You hate referring to generic fallacies, so you do it as a general charge when your opponents can't defend themselves?
No, I generally do it when someone does it so repeatedly that they are either acting in bad faith, have demonstrated they do not read posts carefully, or are too full of biases and presumptions to understand what they do read.
It's not possible to differentiate which is the actual reason.
Wrong. This is what you said.
See what I was saying above, I guess the 3rd option for you as you refuse to be corrected from your initial presumptions, but could be any of them. I have literally explained this point to you over 20 times in various threads and you keep resorting to ludicrous strawmen.
21st time lucky....
It's already been pointed out to you by multiple people including me that Bloom and every other person you cite supports the idea that culture and socialisation impact morality... I believe we have moral intuitions that can be influenced by culture, reason, experience, etc.
That is also the position of everyone you ever cite in support of your argument: Bloom Haidt, etc.
I said nothing about blank slates or having to be taught everything. I said
I believe we have moral intuitions that can be influenced by culture, reason, experience.
Simple enough yet?
I have no argument with that statement. Conscience is a moral guide only. Life is full of questions and problems that have nothing to do with morality.
Obviously, he's talking about moral achievements not science or ballet.
He talks about moral progress and the role of culture, reason, etc.
No he does not argue clearly against my position. He argues basically what you wrote in the previous paragraph which doesn't conflict at all with my position.
So you agree that, in adults, judgements of conscience may indeed impacted by culture, socialisation, experience, environment, reason, etc.
We may have some hardwired intuitive functions that are common across cultures, but moral judgements will be significantly impacted by a variety of other factors meaning different people will, intuitively, come to very different conclusions on the same issue?
In a previous session with you on this topic, I posted a paper showing the preliminary results of the MST. You came back 20 minutes later trashing the work of these scientists. So, I suspect you really don't want to hear about evidence proving you're wrong.
Can you repost it then please, the MST still says this:
The MST is still at the data collection phase, but we hope to be analyzing and publishing our results soon. Since knowledge of our hypothesis and preliminary results could bias test-takers' answers we cannot release data from each phase of our research until that phase is completed and the data prepared for publication.
So, you asked earlier why scientists were not testing my claim that we have a universal conscience; I point out that they have been testing it for the last 15 years; now you're slamming the notion that they are testing.
Without any real-world consequences, you are, at best, testing what kind of person people
think they are. We know most people are biased towards seeing themselves in a favourable lights (most people think they are smarter than average, etc).

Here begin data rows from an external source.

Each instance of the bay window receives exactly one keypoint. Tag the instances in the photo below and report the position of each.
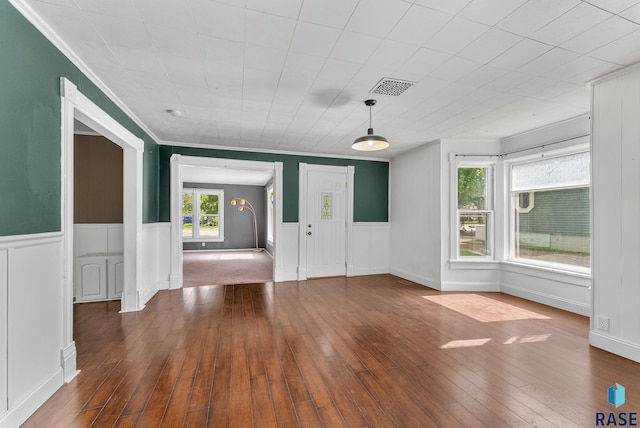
(474, 212)
(550, 211)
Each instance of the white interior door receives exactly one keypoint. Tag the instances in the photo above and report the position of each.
(325, 226)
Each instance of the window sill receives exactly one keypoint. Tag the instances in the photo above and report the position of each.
(485, 264)
(576, 277)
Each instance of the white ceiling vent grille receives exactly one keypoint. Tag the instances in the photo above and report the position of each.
(389, 86)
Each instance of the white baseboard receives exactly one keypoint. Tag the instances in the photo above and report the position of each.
(175, 281)
(427, 282)
(615, 345)
(148, 294)
(370, 271)
(68, 362)
(20, 412)
(479, 287)
(282, 275)
(547, 299)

A trolley test means nothing unless you actually have to pull the lever and kill someone.
Or more realistically for example, we might criticise corporations for avoiding taxes, and believe we would always pay our taxes in full. But we can't know this until we get the chance to avoid taxes and make ourselves a fortune.
If it's the only moral guide we have, on what basis would you question its authority? As for it being universal, you have previously tried to argue that its not. I've had no trouble countering your points. Keep trying if you like.
It's not just me arguing it's not universal, it's everyone you cite in support too.
Your response is simply to assert you are right because you say so, or as you put it "logical deduction" that no one else seems to find prescient.
Conscience answers questions about specific acts. You haven't described a specific act, so I can't answer your question with a yes or no. I will say that, according to conscience, there seems to be no act that is always wrong. Thus, under certain conditions owning a slave can probably be justified.
It was a general hypothetical, you can pick from any examples in human history if you need to.
Would you say a lot of historical slavery can be justified on self-defence grounds (i.e. all societies practice slavery, slavery helps them increase their power while weakening the enemy, increased power is the only way to reduce risk of the destruction of their society and their own death/enslavement), and that there is no real way to quantify the risk of your society being destroyed.
Environmental competition made slavery a justifiable act as it is moral to protect your own society from harm.
As to where the cutoff point is, that will vary massively from person to person.
Again, you can only really say it is not justified if you have personally felt the threat of being killed or enslaved. Talk is cheap.